Mais un jour, alors qu’il était assis avec des centaines de ses camarades chrétiens dans la grande salle à manger de sa base, un prêtre ouvrit brusquement la porte, demanda le silence – ce qui lui fut accordé vu son statut d’aumônier, très respecté dans l’armée américaine. Il brandissait… un rouleau de parchemin largement ouvert et demanda : «Qui parmi vous sait ce que représente ce rouleau ?». Jack le reconnut immédiatement : c’était une Méguilat Esther, le rouleau de parchemin sur lequel est inscrite toute l’histoire de Pourim ! «Un soldat juif a reçu d’une organisation d’aide aux soldats juifs cet objet et il ignore à quoi il sert : quelqu’un ici pourrait-il l’aider ?», continua l’aumônier.

Mais Jack choisit de ne rien dire, de ne surtout pas se faire remarquer, de ne surtout pas avoir affaire au judaïsme alors qu’il se trouvait si bien, si loin…

Bien que le prêtre n’ait obtenu aucune réponse, il revint à la charge le lendemain : peut-être des soldats absents la veille reconnaîtraient cet étrange objet… Une fois de plus, Jack ne montra aucun intérêt particulier pour le rouleau exhibé par l’homme de religion.

La nuit suivante – qui se trouvait être la nuit de Pourim – le prêtre demanda encore une fois, d’un ton presque désespéré : «Personne ne sait de quoi il s’agit ? Un de nos soldats juifs l’a reçu pour la fête de Pourim de la part de l’Institut Aleph basé à Miami ; il est heureux de savoir qu’on pense à lui en cette période de fête mais il ne sait absolument pas se servir de cet objet de culte : personne pour l’aider ?».

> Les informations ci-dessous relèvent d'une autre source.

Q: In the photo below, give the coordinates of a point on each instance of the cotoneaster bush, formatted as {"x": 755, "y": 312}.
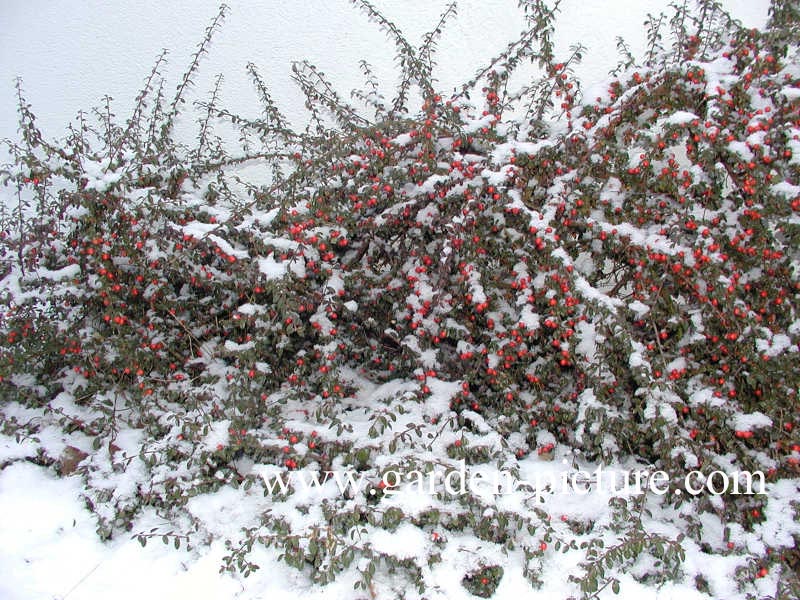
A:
{"x": 614, "y": 275}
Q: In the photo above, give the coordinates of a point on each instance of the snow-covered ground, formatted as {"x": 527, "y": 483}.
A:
{"x": 69, "y": 56}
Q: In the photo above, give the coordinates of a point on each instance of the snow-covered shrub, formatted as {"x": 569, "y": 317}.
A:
{"x": 504, "y": 275}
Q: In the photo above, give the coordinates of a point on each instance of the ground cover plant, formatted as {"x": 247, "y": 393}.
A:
{"x": 512, "y": 277}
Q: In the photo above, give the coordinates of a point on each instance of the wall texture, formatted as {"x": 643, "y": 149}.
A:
{"x": 70, "y": 53}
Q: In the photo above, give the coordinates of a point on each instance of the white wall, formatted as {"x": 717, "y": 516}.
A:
{"x": 72, "y": 52}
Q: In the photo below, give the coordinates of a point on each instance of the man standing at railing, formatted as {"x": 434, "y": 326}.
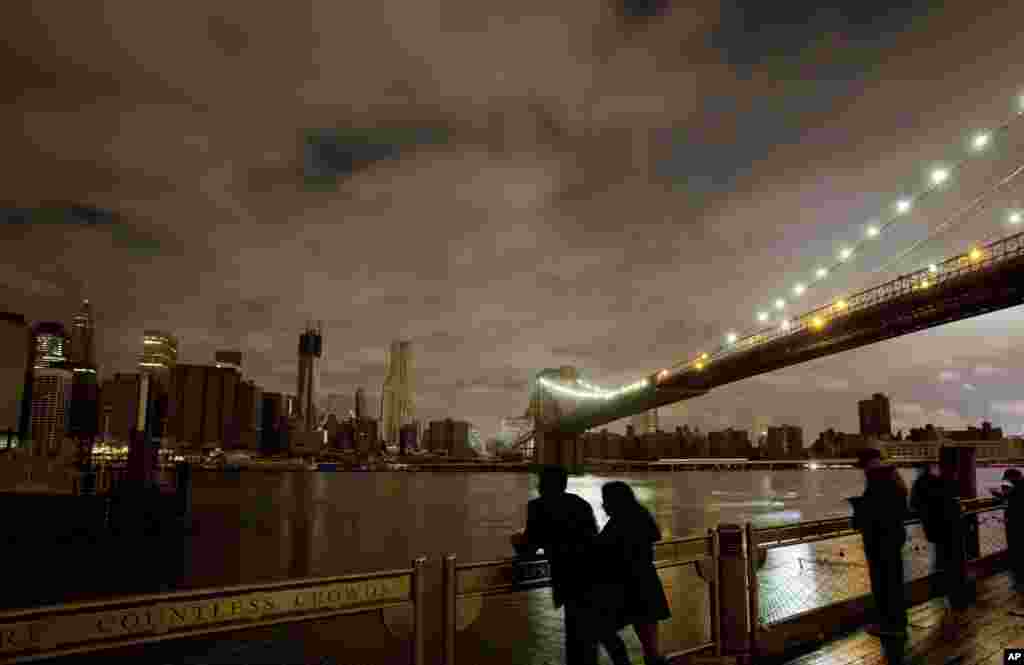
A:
{"x": 935, "y": 500}
{"x": 564, "y": 526}
{"x": 1014, "y": 516}
{"x": 880, "y": 514}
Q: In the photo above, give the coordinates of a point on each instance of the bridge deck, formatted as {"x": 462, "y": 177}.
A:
{"x": 990, "y": 628}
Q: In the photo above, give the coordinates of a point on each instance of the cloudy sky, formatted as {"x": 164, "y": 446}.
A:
{"x": 510, "y": 185}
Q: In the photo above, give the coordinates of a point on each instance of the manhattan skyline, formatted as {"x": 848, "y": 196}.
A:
{"x": 616, "y": 197}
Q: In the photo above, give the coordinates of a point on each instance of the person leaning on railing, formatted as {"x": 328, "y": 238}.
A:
{"x": 1014, "y": 517}
{"x": 880, "y": 514}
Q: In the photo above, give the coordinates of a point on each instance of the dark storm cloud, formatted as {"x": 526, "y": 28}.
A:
{"x": 614, "y": 184}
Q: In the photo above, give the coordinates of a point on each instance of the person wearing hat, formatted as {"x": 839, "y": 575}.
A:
{"x": 880, "y": 513}
{"x": 1014, "y": 520}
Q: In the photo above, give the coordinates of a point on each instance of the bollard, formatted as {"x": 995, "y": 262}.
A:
{"x": 732, "y": 591}
{"x": 182, "y": 491}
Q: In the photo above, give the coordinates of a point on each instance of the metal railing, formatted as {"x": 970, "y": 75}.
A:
{"x": 86, "y": 627}
{"x": 830, "y": 574}
{"x": 469, "y": 583}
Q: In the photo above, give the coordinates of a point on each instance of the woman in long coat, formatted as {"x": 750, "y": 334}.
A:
{"x": 626, "y": 552}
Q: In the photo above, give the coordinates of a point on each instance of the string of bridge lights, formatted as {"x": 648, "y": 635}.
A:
{"x": 937, "y": 178}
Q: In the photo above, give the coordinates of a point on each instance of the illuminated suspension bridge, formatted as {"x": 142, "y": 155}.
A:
{"x": 984, "y": 278}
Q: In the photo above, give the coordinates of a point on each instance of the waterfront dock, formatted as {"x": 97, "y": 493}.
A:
{"x": 993, "y": 622}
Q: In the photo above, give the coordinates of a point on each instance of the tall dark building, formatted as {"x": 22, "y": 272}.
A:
{"x": 16, "y": 344}
{"x": 83, "y": 352}
{"x": 51, "y": 344}
{"x": 310, "y": 349}
{"x": 876, "y": 416}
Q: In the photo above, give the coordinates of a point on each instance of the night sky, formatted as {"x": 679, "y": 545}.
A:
{"x": 510, "y": 185}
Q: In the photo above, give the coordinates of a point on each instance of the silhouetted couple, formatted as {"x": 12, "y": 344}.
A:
{"x": 605, "y": 580}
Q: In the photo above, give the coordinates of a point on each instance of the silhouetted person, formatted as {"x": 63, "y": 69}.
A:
{"x": 1014, "y": 516}
{"x": 936, "y": 502}
{"x": 563, "y": 525}
{"x": 625, "y": 550}
{"x": 880, "y": 514}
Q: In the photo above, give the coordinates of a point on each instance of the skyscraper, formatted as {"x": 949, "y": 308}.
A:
{"x": 396, "y": 399}
{"x": 876, "y": 416}
{"x": 83, "y": 352}
{"x": 51, "y": 344}
{"x": 160, "y": 351}
{"x": 310, "y": 349}
{"x": 50, "y": 398}
{"x": 360, "y": 404}
{"x": 15, "y": 379}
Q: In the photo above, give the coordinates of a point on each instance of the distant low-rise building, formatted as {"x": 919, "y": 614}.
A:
{"x": 785, "y": 442}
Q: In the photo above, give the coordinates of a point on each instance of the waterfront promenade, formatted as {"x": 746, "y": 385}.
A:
{"x": 993, "y": 622}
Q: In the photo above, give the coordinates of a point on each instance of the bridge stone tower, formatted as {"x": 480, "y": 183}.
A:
{"x": 547, "y": 407}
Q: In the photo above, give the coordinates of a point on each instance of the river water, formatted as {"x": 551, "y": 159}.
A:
{"x": 254, "y": 526}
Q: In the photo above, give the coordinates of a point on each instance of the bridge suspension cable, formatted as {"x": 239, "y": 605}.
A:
{"x": 939, "y": 176}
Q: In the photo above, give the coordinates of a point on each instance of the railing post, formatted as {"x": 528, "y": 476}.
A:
{"x": 732, "y": 589}
{"x": 754, "y": 600}
{"x": 419, "y": 611}
{"x": 449, "y": 614}
{"x": 714, "y": 594}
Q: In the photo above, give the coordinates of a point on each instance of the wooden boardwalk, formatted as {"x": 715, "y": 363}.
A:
{"x": 990, "y": 626}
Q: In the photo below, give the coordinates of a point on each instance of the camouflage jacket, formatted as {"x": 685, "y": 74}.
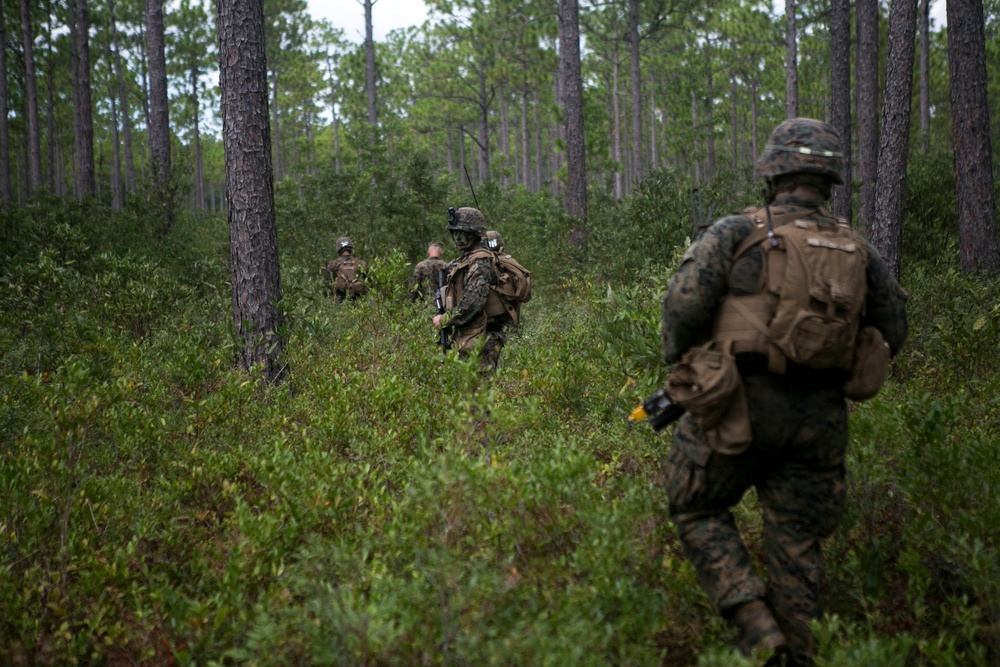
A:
{"x": 469, "y": 282}
{"x": 708, "y": 272}
{"x": 333, "y": 269}
{"x": 424, "y": 280}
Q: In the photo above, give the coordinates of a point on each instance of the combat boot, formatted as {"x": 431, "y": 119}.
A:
{"x": 761, "y": 634}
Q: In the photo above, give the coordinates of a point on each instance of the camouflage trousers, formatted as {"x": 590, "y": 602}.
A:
{"x": 796, "y": 464}
{"x": 489, "y": 352}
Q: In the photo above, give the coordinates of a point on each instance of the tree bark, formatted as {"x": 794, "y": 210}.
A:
{"x": 199, "y": 167}
{"x": 159, "y": 114}
{"x": 122, "y": 102}
{"x": 5, "y": 191}
{"x": 576, "y": 172}
{"x": 253, "y": 236}
{"x": 633, "y": 36}
{"x": 85, "y": 179}
{"x": 867, "y": 87}
{"x": 791, "y": 63}
{"x": 925, "y": 71}
{"x": 978, "y": 244}
{"x": 31, "y": 101}
{"x": 277, "y": 128}
{"x": 370, "y": 68}
{"x": 840, "y": 92}
{"x": 887, "y": 231}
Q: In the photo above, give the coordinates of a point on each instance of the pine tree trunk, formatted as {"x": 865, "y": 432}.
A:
{"x": 978, "y": 247}
{"x": 867, "y": 86}
{"x": 85, "y": 182}
{"x": 31, "y": 101}
{"x": 5, "y": 191}
{"x": 894, "y": 146}
{"x": 840, "y": 85}
{"x": 925, "y": 71}
{"x": 576, "y": 172}
{"x": 199, "y": 168}
{"x": 633, "y": 31}
{"x": 370, "y": 69}
{"x": 159, "y": 127}
{"x": 616, "y": 128}
{"x": 278, "y": 167}
{"x": 253, "y": 237}
{"x": 122, "y": 102}
{"x": 791, "y": 63}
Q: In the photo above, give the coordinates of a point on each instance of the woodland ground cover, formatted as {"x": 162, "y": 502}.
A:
{"x": 159, "y": 507}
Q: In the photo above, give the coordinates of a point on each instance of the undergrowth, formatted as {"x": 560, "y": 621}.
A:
{"x": 385, "y": 506}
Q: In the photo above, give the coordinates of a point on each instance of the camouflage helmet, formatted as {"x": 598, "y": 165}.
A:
{"x": 466, "y": 219}
{"x": 802, "y": 145}
{"x": 494, "y": 241}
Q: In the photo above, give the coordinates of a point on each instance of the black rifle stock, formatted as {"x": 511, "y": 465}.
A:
{"x": 439, "y": 303}
{"x": 659, "y": 409}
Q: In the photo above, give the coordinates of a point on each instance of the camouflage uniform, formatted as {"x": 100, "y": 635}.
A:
{"x": 424, "y": 280}
{"x": 469, "y": 281}
{"x": 345, "y": 251}
{"x": 799, "y": 429}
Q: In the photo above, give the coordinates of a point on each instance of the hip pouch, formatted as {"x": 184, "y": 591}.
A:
{"x": 870, "y": 367}
{"x": 708, "y": 385}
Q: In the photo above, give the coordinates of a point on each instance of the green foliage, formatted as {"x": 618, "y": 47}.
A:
{"x": 386, "y": 505}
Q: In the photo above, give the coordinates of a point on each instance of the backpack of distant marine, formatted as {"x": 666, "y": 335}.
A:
{"x": 513, "y": 288}
{"x": 349, "y": 280}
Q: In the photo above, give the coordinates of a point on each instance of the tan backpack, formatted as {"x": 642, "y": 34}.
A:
{"x": 808, "y": 307}
{"x": 513, "y": 288}
{"x": 349, "y": 275}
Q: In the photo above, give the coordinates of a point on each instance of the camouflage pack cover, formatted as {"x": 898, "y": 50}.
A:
{"x": 802, "y": 145}
{"x": 467, "y": 219}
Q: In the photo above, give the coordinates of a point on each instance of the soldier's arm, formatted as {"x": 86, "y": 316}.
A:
{"x": 477, "y": 288}
{"x": 885, "y": 303}
{"x": 694, "y": 291}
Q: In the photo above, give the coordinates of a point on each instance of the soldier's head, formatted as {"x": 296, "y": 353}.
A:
{"x": 801, "y": 151}
{"x": 494, "y": 241}
{"x": 344, "y": 245}
{"x": 467, "y": 226}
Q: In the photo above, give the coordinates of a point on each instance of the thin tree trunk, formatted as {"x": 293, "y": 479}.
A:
{"x": 159, "y": 128}
{"x": 5, "y": 190}
{"x": 616, "y": 128}
{"x": 978, "y": 244}
{"x": 31, "y": 101}
{"x": 710, "y": 115}
{"x": 925, "y": 71}
{"x": 256, "y": 275}
{"x": 50, "y": 110}
{"x": 840, "y": 83}
{"x": 525, "y": 152}
{"x": 276, "y": 134}
{"x": 85, "y": 176}
{"x": 867, "y": 85}
{"x": 370, "y": 68}
{"x": 887, "y": 232}
{"x": 199, "y": 168}
{"x": 116, "y": 168}
{"x": 576, "y": 171}
{"x": 633, "y": 31}
{"x": 791, "y": 63}
{"x": 122, "y": 102}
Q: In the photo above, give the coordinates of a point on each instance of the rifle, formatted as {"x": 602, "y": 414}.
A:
{"x": 659, "y": 409}
{"x": 439, "y": 303}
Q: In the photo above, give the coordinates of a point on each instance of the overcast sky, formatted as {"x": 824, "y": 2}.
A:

Cette fois, Jack ne parvint plus à se contenir. Il se leva et s’approcha du prêtre : il se présenta comme ce qu’il était : un Juif qui avait reçu une solide éducation juive, qui appartenait au même mouvement que l’Institut Aleph, qui connaissait parfaitement l’histoire de la Méguilat Esther : il la raconta au soldat qui avait reçu cet «objet de culte» et proposa même de la lire pour lui, comme il savait très bien le faire. Il se souvenait aussi de quelques explications qu’il présenta à son nouvel ami : il en avait les larmes aux yeux.

Cette nuit-là, Jack put à peine fermer l’œil. Il avait ressenti que la Méguila lui était destinée à lui aussi et que, malgré l’éloignement – physique mais surtout spirituel – le Rabbi ne l’avait pas abandonné. Il avait reçu de l’institut Aleph créé par un Chalia’h (émissaire du Rabbi) une Méguila porteuse d’un message : «Révèle ce qui est si profondément caché en toi, libère enfin ton âme juive éternelle !»

Le lendemain, il écrivit une lettre à ses parents, pour la première fois depuis son départ de la maison : tout en décrivant ce qui était arrivé, il leur demandait de lui pardonner sa trop longue absence, son trop long silence et annonçait sa décision de revenir à sa famille et à une vie juive de Torah et Mitsvot.